Step 2: Set grouping parameters.

Now the user has to help the program figure out how best to group features together into objects. These parameters govern how the program determines what objects are. Provided are sample values to the program for each of these parameters. The user needs to make sure to provide values for each parameter!

The parameters for object-tracking can be found in the object-tracking parameters table.

The screenshot below shows these parameter values entered for our example:

After the user has entered all the parameter values, they can click the “Set Config” button to save these values.

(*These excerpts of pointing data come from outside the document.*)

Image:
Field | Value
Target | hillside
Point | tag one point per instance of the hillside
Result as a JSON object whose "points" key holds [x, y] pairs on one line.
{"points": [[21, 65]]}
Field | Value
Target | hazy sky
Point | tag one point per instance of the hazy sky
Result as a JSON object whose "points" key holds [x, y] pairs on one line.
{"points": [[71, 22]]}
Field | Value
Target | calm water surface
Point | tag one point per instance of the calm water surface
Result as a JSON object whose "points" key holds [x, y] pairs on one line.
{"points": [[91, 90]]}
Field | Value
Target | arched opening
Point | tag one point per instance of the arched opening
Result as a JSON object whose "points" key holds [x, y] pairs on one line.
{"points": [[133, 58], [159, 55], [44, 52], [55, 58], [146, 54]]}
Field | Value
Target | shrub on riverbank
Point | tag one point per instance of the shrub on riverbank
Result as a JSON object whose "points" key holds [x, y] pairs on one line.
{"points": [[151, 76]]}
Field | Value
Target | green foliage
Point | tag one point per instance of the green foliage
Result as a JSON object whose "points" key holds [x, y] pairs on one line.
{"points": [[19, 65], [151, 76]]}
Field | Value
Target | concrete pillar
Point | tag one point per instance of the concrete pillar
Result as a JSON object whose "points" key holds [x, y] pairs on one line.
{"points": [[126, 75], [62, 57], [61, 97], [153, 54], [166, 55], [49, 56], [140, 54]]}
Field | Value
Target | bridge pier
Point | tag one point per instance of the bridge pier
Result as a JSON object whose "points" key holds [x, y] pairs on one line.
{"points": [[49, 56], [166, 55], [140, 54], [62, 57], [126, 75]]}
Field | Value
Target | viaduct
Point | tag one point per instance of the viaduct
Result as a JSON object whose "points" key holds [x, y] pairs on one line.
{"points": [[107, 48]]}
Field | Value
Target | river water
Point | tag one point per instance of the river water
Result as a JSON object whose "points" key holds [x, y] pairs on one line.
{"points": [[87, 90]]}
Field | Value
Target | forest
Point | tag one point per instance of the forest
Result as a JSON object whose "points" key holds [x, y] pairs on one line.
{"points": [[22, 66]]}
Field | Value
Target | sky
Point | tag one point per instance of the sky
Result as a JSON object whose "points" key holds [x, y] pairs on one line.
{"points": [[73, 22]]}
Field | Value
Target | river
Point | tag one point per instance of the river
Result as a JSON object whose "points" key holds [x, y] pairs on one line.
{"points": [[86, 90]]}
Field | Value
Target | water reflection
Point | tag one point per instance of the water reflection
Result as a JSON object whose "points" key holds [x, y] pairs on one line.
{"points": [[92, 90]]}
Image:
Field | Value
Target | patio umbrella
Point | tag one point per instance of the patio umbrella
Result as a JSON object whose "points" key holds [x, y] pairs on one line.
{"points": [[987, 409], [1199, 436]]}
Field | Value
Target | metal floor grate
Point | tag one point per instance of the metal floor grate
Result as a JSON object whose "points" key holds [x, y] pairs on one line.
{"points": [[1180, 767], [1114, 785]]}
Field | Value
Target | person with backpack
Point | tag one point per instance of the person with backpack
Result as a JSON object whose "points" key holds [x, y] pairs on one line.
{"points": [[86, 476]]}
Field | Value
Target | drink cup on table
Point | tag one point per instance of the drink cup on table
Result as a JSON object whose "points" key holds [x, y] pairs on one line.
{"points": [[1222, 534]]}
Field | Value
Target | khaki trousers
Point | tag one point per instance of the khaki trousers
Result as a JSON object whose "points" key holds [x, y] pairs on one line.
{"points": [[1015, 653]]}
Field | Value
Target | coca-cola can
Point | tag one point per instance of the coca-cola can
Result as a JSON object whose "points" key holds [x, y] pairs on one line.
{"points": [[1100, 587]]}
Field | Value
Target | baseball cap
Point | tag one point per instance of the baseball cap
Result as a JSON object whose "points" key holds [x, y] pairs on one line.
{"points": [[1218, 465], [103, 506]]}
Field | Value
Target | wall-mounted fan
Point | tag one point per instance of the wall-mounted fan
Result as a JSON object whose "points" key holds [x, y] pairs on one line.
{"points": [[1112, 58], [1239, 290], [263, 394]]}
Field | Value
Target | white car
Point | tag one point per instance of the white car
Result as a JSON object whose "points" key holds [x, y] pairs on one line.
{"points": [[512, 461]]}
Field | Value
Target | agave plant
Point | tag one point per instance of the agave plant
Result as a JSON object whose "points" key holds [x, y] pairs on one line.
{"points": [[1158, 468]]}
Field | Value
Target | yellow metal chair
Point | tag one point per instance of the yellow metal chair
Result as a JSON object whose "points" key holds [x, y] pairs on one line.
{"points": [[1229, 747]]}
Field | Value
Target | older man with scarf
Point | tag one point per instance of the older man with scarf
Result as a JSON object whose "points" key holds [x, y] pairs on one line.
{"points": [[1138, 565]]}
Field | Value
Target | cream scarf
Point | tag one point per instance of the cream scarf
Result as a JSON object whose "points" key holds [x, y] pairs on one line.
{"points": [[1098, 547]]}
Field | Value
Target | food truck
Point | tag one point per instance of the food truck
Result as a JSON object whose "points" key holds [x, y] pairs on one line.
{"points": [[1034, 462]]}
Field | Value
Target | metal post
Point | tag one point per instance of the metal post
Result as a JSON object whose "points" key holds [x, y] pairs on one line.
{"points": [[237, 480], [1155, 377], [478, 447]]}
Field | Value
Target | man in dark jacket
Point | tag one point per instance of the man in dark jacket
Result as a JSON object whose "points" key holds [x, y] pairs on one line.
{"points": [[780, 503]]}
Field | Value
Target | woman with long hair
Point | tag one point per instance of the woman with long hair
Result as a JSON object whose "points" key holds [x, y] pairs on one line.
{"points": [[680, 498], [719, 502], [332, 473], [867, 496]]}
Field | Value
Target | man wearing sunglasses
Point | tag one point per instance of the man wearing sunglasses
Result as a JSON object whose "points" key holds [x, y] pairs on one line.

Step 3: Test the parameters.

The user can use the “Test on Sample” button to process the particular section of the video with the given parameter values. This allows them to view a short preview of the video to make sure that the parameters are working well. If they are, they can proceed to the next step. If not, the user can reset the parameter values. Zooming in, a good object-tracking result looks something like this:

Each of the objects now has a brightly-colored track behind it. Just as with the feature-tracking, note that only moving objects will be tracked. If an object stops, its object track will disappear -- if the object starts moving again, its object track will reappear.

Sometimes, multiple road users will be grouped together as a single user. An example of this is in the image above -- three pedestrians crossing the street together are grouped together as a single object. The user can try to mitigate this issue using the parameters, but they may not be able to completely eliminate this.

Again, this step can be revisited at any time.

Step 4: Track the objects throughout the whole video.

If the user is confident that objects are being tracked properly, they can press the “Run” button to process the whole video with the given mapping and parameters. This will likely take some time, so a user must try to tune the parameters well in the previous steps.

After the video has finished running, the results can be viewed after the user presses the “Continue” button.

Viewing Results

So the user has processed the video -- this process probably took a long time. Now what?

The software will generate a safety report for the intersection. This safety report will demonstrate key safety metrics and show visualizations to communicate the safety analysis to the traffic engineer.

Further discussion of safety metrics and visualizations takes place in the Safety Metrics portion of this paper. This section will discuss the data and raw statistics generated by our software, as well as the visualizations that our software will create.